Twitter Sentiment Analysis with Passive Aggressive Classifier
The Passive Aggressive Classifier is like a stubborn but adaptable learner in the world of machine learning. It's designed to quickly adapt to new data streams while being resistant to changes that might not be significant. Imagine it as a student who learns from new examples but doesn't change their understanding drastically unless absolutely necessary. When faced with a new data point, it decides whether to update its model aggressively if the new information contradicts its current understanding, or passively if it aligns with what it already knows. This flexibility makes it particularly useful for tasks like text classification or online learning scenarios where data comes in sequentially.

In [None]:
import pandas as pd
from sklearn.model_selection import train_test_split
from sklearn.feature_extraction.text import TfidfVectorizer
from sklearn.linear_model import PassiveAggressiveClassifier
from sklearn.metrics import accuracy_score, confusion_matrix

from bs4 import BeautifulSoup
import re
import nltk
from nltk.corpus import stopwords

In [None]:
df_train = pd.read_csv('/kaggle/input/twitter-entity-sentiment-analysis/twitter_training.csv', header = None)

In [None]:
df_train.head()

In [None]:
df_train.columns = ['ID', 'Category', 'Sentiment', 'Text']

In [None]:
df_train.columns

In [None]:
df_test = pd.read_csv('/kaggle/input/twitter-entity-sentiment-analysis/twitter_validation.csv', header = None)

In [None]:
df_test.head()

In [None]:
df_test.columns = ['ID', 'Category', 'Sentiment', 'Text']

In [None]:
df_test.columns

In [None]:
df_train.isnull().sum()

In [None]:
df_train.isnull().sum()

In [None]:
df_test.isnull().sum()

In [None]:
df_train = df_train.dropna()

In [None]:
nltk.download('stopwords')
stop_words = set(stopwords.words('english'))

In [None]:
def remove_html_tags(text):
    soup = BeautifulSoup(text, 'html.parser')
    return soup.get_text()

def remove_symbols(text):
    pattern = r'[^A-Za-z\s]'
    text = re.sub(pattern, '', text)
    text = ' '.join([word for word in text.split() if word.lower() not in stop_words])
    return text

# Clean text column
df_train['Text'] = df_train['Text'].apply(lambda x: remove_html_tags(x))
df_train['Text'] = df_train['Text'].apply(lambda x: remove_symbols(x))
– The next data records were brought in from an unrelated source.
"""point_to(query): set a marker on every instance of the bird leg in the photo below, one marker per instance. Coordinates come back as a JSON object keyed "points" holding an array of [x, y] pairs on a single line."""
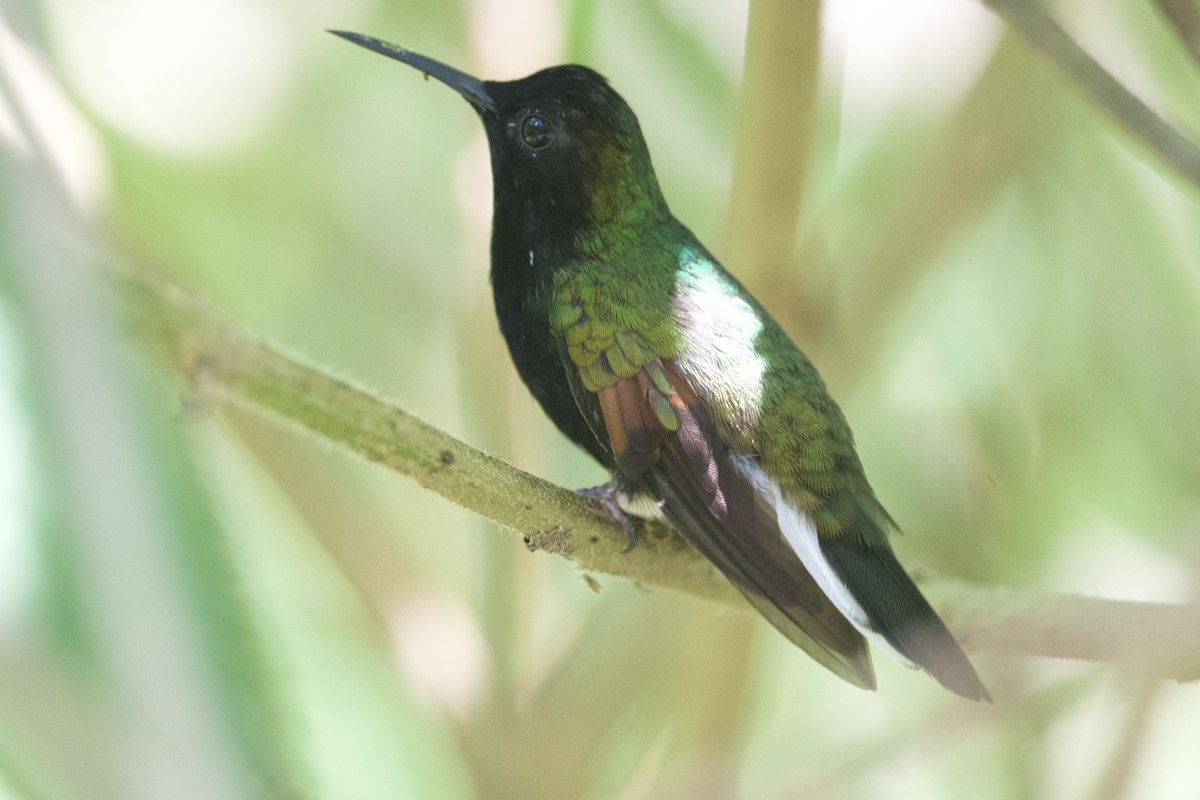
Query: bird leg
{"points": [[607, 497]]}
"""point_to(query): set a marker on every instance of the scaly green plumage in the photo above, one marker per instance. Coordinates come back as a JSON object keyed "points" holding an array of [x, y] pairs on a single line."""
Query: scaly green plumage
{"points": [[648, 354]]}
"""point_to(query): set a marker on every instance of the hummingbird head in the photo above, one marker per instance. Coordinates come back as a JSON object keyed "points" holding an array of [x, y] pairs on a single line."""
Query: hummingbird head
{"points": [[568, 154]]}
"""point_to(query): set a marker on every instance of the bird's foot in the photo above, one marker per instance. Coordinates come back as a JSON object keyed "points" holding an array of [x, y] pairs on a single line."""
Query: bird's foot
{"points": [[607, 494]]}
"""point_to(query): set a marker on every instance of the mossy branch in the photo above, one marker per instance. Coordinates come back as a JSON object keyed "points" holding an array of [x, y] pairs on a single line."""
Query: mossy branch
{"points": [[211, 353]]}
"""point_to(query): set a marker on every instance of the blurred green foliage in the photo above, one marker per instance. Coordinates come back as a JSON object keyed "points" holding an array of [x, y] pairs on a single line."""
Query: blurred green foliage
{"points": [[1001, 288]]}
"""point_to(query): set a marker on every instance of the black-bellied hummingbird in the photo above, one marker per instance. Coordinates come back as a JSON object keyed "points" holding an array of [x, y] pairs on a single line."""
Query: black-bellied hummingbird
{"points": [[646, 353]]}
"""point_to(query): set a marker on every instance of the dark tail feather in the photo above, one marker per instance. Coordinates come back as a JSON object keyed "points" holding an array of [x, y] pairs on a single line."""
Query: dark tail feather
{"points": [[901, 615]]}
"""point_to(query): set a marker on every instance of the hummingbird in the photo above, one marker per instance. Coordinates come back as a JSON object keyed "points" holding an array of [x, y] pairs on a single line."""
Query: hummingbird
{"points": [[651, 356]]}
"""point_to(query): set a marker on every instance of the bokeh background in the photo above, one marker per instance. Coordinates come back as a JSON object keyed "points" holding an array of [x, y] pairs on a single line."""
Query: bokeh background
{"points": [[196, 601]]}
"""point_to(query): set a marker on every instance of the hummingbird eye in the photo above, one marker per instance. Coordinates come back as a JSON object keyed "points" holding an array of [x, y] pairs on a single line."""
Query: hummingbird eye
{"points": [[537, 131]]}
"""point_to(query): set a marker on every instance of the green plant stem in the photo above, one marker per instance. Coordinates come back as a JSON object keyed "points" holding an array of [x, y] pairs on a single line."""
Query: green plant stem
{"points": [[1185, 18], [1047, 36], [221, 361]]}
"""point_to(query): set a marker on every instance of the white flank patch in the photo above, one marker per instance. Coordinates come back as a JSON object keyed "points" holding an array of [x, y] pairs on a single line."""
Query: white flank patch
{"points": [[802, 534]]}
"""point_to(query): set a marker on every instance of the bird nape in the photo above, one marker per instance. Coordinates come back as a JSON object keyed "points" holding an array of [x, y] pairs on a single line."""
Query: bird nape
{"points": [[646, 353]]}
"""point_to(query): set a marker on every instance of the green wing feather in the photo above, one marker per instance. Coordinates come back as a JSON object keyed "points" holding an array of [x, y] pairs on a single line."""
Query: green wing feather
{"points": [[664, 440]]}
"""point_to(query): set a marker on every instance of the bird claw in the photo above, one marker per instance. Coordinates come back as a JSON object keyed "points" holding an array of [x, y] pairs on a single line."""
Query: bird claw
{"points": [[606, 494]]}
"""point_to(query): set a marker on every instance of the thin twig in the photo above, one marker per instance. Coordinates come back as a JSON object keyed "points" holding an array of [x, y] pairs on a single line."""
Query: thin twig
{"points": [[1128, 110], [209, 350]]}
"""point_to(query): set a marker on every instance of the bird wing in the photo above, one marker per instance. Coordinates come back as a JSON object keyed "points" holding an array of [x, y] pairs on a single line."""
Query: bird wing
{"points": [[663, 440]]}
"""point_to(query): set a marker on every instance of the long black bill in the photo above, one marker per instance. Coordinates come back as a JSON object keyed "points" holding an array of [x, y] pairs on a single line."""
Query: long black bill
{"points": [[471, 88]]}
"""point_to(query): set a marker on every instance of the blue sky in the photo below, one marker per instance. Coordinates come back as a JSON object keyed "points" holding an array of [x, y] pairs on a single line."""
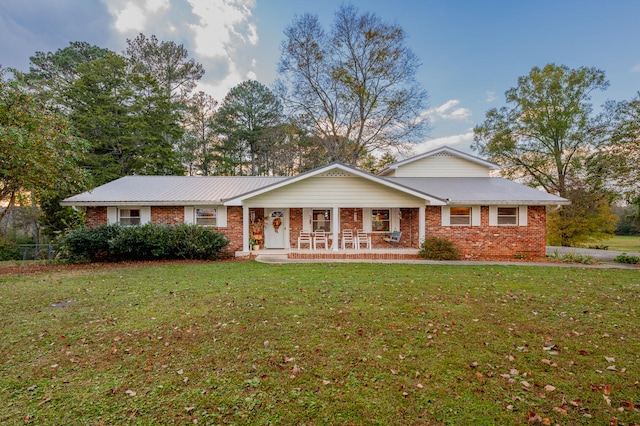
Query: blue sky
{"points": [[472, 51]]}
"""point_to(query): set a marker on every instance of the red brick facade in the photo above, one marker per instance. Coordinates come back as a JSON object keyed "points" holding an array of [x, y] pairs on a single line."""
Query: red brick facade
{"points": [[493, 241], [473, 241]]}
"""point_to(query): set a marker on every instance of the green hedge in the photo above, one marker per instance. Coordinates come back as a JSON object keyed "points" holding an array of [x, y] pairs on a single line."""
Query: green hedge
{"points": [[437, 248], [112, 243], [9, 250]]}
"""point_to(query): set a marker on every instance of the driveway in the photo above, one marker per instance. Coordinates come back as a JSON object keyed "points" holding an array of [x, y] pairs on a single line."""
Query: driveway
{"points": [[598, 255]]}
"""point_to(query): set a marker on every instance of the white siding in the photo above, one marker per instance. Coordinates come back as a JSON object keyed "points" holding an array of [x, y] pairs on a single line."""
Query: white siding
{"points": [[318, 191], [442, 165], [221, 216]]}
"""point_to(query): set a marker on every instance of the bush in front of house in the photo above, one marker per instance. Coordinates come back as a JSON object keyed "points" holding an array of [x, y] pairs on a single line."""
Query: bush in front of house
{"points": [[111, 243], [9, 250], [438, 248]]}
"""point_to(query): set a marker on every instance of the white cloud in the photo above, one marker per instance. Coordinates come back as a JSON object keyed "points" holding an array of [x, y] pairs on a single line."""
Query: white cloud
{"points": [[129, 18], [447, 111], [222, 25], [460, 142]]}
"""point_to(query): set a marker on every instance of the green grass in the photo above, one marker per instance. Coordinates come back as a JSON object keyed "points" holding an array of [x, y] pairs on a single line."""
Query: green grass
{"points": [[621, 243], [315, 344]]}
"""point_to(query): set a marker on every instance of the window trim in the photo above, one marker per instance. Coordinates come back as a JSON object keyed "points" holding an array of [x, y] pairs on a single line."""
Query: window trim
{"points": [[121, 217], [469, 216], [196, 217], [515, 216], [389, 220]]}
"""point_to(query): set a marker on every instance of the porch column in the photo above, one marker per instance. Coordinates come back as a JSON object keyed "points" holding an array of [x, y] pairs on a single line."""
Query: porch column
{"points": [[245, 229], [421, 224], [335, 224]]}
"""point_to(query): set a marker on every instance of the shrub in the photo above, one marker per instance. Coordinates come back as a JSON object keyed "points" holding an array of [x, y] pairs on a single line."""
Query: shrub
{"points": [[146, 242], [9, 250], [437, 248], [625, 258]]}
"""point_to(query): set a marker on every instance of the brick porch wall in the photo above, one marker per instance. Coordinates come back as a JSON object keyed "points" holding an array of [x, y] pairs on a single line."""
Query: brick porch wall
{"points": [[493, 241]]}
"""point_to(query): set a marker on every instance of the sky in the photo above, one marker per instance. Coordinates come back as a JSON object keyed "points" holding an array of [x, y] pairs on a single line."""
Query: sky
{"points": [[472, 51]]}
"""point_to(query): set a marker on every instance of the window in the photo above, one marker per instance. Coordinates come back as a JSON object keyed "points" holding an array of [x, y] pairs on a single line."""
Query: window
{"points": [[129, 217], [380, 220], [321, 219], [206, 216], [460, 216], [507, 215]]}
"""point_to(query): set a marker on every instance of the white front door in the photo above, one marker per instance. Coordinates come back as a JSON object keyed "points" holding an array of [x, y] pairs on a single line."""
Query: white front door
{"points": [[276, 225]]}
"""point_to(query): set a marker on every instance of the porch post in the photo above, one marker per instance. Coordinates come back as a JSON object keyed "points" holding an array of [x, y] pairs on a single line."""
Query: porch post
{"points": [[335, 218], [421, 224], [245, 229]]}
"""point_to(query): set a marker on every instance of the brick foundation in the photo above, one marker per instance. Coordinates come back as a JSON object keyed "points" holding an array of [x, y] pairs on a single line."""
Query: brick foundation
{"points": [[473, 241]]}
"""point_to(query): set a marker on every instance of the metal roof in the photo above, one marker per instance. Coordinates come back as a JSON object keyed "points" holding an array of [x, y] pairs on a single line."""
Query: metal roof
{"points": [[476, 190], [170, 190]]}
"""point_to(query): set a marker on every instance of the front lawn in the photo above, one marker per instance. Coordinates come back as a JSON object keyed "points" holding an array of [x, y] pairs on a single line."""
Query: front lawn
{"points": [[248, 343]]}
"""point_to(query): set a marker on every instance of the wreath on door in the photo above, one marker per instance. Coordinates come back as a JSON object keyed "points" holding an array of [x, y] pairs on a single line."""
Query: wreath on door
{"points": [[277, 222]]}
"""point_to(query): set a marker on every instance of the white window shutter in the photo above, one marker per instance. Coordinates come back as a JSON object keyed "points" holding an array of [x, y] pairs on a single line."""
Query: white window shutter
{"points": [[306, 220], [145, 215], [522, 216], [221, 216], [188, 215], [112, 215], [366, 220], [446, 215], [475, 215], [493, 216], [395, 220]]}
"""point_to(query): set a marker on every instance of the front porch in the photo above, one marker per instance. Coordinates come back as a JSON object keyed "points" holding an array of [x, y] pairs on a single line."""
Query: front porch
{"points": [[350, 254]]}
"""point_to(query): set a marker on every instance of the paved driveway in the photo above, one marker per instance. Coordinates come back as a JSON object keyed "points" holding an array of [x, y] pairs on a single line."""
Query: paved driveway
{"points": [[601, 255]]}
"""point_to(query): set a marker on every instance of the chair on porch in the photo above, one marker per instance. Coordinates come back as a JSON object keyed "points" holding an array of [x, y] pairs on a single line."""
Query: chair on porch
{"points": [[305, 238], [320, 237], [348, 238], [363, 238], [394, 237]]}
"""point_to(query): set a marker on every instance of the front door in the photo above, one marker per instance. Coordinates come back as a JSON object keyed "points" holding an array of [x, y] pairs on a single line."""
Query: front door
{"points": [[275, 228]]}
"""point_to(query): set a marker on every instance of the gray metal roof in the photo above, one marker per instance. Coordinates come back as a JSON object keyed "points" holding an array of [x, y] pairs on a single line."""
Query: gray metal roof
{"points": [[476, 190], [170, 190], [194, 190]]}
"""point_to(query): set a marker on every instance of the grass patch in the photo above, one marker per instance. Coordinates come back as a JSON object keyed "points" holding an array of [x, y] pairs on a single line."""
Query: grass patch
{"points": [[248, 343], [622, 243]]}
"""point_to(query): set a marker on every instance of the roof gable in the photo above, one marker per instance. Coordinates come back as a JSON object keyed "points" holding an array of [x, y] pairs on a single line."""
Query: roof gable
{"points": [[441, 162], [335, 169]]}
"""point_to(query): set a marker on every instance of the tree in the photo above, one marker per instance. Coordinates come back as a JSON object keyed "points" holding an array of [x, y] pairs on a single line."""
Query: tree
{"points": [[38, 152], [354, 87], [622, 153], [50, 73], [248, 111], [199, 143], [549, 131], [125, 117], [167, 62], [547, 138]]}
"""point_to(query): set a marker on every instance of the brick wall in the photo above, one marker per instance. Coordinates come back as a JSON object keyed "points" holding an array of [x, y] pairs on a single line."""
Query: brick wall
{"points": [[493, 241], [167, 215]]}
df_test['Text'] = df_test['Text'].apply(lambda x: remove_html_tags(x))
df_test['Text'] = df_test['Text'].apply(lambda x: remove_symbols(x))

In [None]:
X_train = df_train['Text']
y_train = df_train.Sentiment

X_test = df_test['Text']
y_test = df_test.Sentiment

In [None]:
tfidf_vectorizer = TfidfVectorizer(stop_words = 'english', max_df = 0.7)

tfidf_train = tfidf_vectorizer.fit_transform(X_train)
tfidf_test = tfidf_vectorizer.transform(X_test)

In [None]:
pac = PassiveAggressiveClassifier(max_iter = 50)
pac.fit(tfidf_train, y_train)

In [None]:
y_pred = pac.predict(tfidf_test)
score = accuracy_score(y_test, y_pred)

In [None]:
print(f'Acc: {round(score*100, 2)}%')

In [None]:
confusion_matrix(y_test, y_pred, labels = ['Neutral', 'Positive', 'Negative'])